In the following weeks, the members began to work with the social workers and provide new household items for each veteran as they moved into their home. And lo and behold, something remarkable happened. To their knowledge, not a single veteran that was helped has returned to homelessness. In fact, many of these veterans reentered society, taking on active employment. With the millions of government dollars being spent on homelessness nationwide, this solution was being achieved with approximately $600 of privately funded support per vet.

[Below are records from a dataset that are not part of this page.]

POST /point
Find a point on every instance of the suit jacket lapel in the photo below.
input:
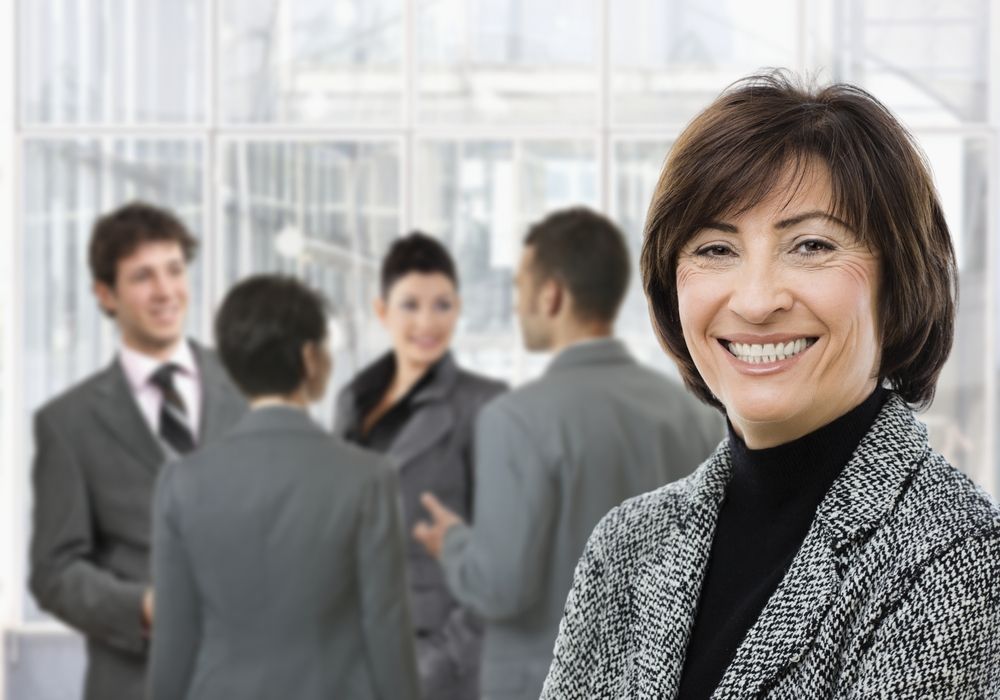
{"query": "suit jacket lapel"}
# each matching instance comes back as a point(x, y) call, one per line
point(858, 501)
point(117, 410)
point(432, 419)
point(675, 574)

A lot has changed for Beds4Vets since 2018. Beds4Vets was officially incorporated in 2018 as a 501(c)(3) charitable organization. Its goal was to remain 100% volunteer-based and to serve as many veterans as possible. With the cost of helping a veteran being so low, it was important to be fully volunteer-run as every dollar spent on any other activity could literally impact the organization’s ability to change a life. As a result, the volunteers made their own website, filed their own legal incorporation paperwork, and did all those activities that large organizations have full staffs for. And while funds were limited, the team felt good about helping those veterans they could. But the need of the veterans in our community continued to grow and soon outpaced the resources of the organization along with rising prices of home goods.

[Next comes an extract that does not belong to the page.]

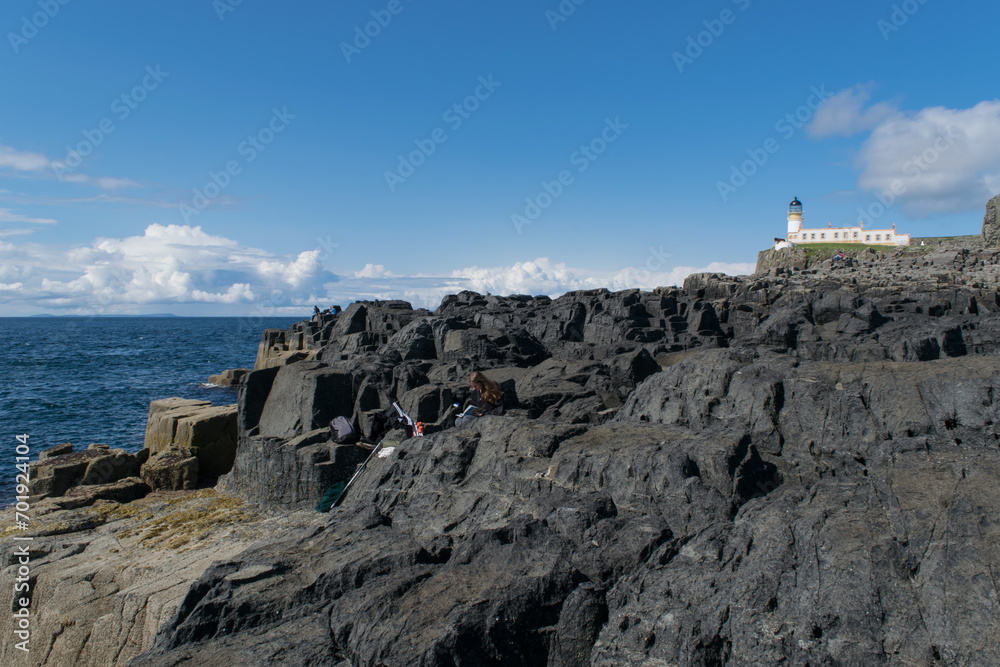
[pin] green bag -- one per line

In 2021, everything began to change. One volunteer left and another joined. The number of veterans in need began to spike. Beds4Vets started receiving calls from other states asking for help. The organization was at a crossroads. Would they be content with helping 5 to 10 veterans a year, or could they hope to reach the over 100 veterans in Delaware that go homeless each year? It was at this time that the Hockessin Athletic Club leadership became aware of what Beds4Vets was doing for our community. Members of HAC’s leadership team saw an opportunity to make a meaningful difference in the lives of the veterans in our community and invited Beds4Vets to be the recipient of the funds raised in their annual HAC Salutes campaign.
The rest is now history. Since 2021, the volunteers of Beds4Vets have stood in the entrance way of the HAC each fall, selling flags and raising awareness. The HAC staff at the front desk became vital partners for Beds4Vets in their mission. It was because of these flag selling sessions in the lobby that HAC member Jim Powers came on board, utilizing his CPA expertise as the charity’s new treasurer. Since 2021, the Hockessin Athletic Club and its members have contributed over $40,000 to Beds4Vets. This infusion of support has enabled the charity to help an ever-increasing number of veterans each year.
While Beds4Vets’s geographic footprint has grown, their continued core focus is assisting homeless veterans in the local Delaware community, honoring its Hockessin roots. Today, Beds4Vets has helped over 100 veterans and their families. They continue to do so with no government support. The Hockessin Athletic Club and its members have forever transformed the lives of these veterans with their support of the HAC Salutes Campaign. Now through November 11th, remember to buy a flag to be displayed along HAC’s driveway on Veteran’s Day and dedicate it to a family member or friend who served. Purchase a flag online or at the Front Desk, stop by the Beds4Vets desk, and say hi to HAC members Jim, Chris, and Zach, and perhaps offer to join the contingent of volunteers. Whether you donate or volunteer, every HAC member should make an effort to see the flags on Veteran’s Day and remember that each flag directly helps a veteran in our community.